Today’s large font families allow graphic designers to easily create variation — using different weights, widths, or italics — while retaining stylistic consistency. Kunihiko Okano, who is also an experienced package designer, chose an unusual way of creating a useful palette of fonts.
How do you achieve typographic diversity in display use? The layered approach of Quintet gives the designer a toolbox that allows exploration of different shades within the same underlying model. Different weights are implemented in an unconventional way: instead of varying the main strokes, Quintet varies the weight of the outline. And this contour itself is maybe the most remarkable feature of the font: it is in fact broadnib-based double stroke drawn as a single, connected line. This technique itself has been practised by calligraphers for centuries, albeit in ornaments and illustrations, not the letterforms themselves. This way, Quintet gives us the pleasure to enjoy it not only once at first sight but again as we discover its clever loops and connections.
You could think of so many design possibilities with Quintet, as well as applications. It could be perfect for chocolate packaging or cosmetics — perhaps each layer printed in a different colour, or maybe one layer embossed, or even better foil blocked? It is not often in student projects that one could instantly see applications of the font so clearly.

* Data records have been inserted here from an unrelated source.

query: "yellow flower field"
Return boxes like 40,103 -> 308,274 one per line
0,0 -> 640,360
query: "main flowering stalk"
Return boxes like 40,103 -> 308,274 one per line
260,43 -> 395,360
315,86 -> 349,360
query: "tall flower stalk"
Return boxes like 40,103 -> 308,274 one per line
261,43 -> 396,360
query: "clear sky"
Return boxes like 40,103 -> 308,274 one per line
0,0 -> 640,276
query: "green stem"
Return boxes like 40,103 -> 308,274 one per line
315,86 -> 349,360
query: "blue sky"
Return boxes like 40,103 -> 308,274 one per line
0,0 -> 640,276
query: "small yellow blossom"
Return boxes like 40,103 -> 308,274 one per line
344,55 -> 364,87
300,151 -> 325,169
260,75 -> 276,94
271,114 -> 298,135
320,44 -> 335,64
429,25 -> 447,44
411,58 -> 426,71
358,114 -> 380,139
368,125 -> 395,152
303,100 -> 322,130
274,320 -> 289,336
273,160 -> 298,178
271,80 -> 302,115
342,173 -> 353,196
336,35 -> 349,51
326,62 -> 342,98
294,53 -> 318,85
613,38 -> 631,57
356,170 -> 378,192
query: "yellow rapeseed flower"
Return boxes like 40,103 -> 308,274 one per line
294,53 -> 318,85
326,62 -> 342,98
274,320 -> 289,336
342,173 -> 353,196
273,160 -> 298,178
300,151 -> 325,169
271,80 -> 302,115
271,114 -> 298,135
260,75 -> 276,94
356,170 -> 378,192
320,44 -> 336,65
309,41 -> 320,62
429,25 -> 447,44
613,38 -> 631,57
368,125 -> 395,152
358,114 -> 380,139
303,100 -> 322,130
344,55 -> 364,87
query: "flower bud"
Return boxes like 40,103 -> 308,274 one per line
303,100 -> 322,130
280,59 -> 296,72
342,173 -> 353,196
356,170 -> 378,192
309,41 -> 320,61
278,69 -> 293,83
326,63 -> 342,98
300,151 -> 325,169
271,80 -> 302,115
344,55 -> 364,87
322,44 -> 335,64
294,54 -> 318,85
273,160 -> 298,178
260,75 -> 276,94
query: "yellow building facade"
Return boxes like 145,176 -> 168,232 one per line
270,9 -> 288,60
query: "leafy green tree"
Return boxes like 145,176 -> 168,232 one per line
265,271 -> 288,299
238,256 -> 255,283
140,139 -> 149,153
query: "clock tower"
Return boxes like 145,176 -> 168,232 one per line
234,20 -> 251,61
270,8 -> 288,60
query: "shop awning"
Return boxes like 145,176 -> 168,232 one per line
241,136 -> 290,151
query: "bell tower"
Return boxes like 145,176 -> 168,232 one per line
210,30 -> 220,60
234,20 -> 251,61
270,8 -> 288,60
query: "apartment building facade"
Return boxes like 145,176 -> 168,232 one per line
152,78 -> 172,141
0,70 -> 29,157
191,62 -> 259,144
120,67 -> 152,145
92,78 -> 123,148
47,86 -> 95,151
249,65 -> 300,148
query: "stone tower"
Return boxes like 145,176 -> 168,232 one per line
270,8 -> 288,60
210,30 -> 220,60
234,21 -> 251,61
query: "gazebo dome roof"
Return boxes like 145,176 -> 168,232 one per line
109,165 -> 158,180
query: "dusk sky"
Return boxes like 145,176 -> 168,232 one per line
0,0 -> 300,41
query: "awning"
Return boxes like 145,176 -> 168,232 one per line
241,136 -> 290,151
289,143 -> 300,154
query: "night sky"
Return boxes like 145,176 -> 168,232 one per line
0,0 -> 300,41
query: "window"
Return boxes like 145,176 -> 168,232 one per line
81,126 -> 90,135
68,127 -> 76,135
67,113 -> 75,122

Quintet was originally developed at the type]media type design course in The Hague. If we remember correctly, the first two of the unofficial rules of the program are “Make it extreme” and “Enough is enough”, and Quintet is a perfect example of this. It is remarkable in that it implements so many concepts without looking like a mash-up. Despite its richness, the typeface looks strangely simple and systematic. It must have taken a lot of self-discipline, trying and discarding of options. Hats off!